不像是裴元丘的人馬。
靖王昨夜才離去,腳程再快,這會應該也才到東都,不可能這么快派出人馬前來接應。
最大的可能,是靖王走了回頭路。
心頭一跳,跨步上前,誰知腿腳剛恢復知覺,還很僵硬,肢體跟不上腦子,身體一陣踉蹌,沒穩住又跌進了水潭。
水潭下凹凸不平,爬了幾下才爬起來,勉強站穩,身上的水“嘩啦啦”地往下滴,狼狽地抹開糊在了臉上的發絲。
動靜聲不小,前面的人瞬間轉身趕了過來,三束火把齊齊往這邊舉,火光清晰地照在了郎君的臉上。
只見對面的小娘子的神色呆愣了片刻,突然扔了手中的火把,提起袍擺雙腳淌入水中,猛地撲進他懷里。
謝劭剛站起來,被她一撲,腳下不穩,一屁股又坐了下來,連帶著身前的小娘子一道跌進水里,摔成了一團。

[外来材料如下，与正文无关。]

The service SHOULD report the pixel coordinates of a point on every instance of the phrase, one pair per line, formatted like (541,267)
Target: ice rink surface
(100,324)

水花砸起來,撲在兩人臉上,小娘子一身也濕透了,卻絲毫不在意,沒等郎君爬起來,再撲上去,胳膊緊緊地抱住了他,激動地嗚咽道“郎君還活著,嗚嗚”
天知道她有多慌。
短短一日,如同過了三秋,每一刻于她都是難熬,城門出不去,她找不到救兵,幾番輾轉,眨眼的功夫便到了天黑。
跟著魏公子找上山時,自己并不確定他人是不是還活著,一顆心縣著,慌恐又緊張。
憋到如今,終于見到了活人,只有把人緊緊地抱進懷里,才能撫平她
這一日的心慌意亂。
謝劭被她按在了水潭里坐著動彈不動,就憑這股力氣和沖勁兒,不用再去懷疑,確實是他的小娘子回來了。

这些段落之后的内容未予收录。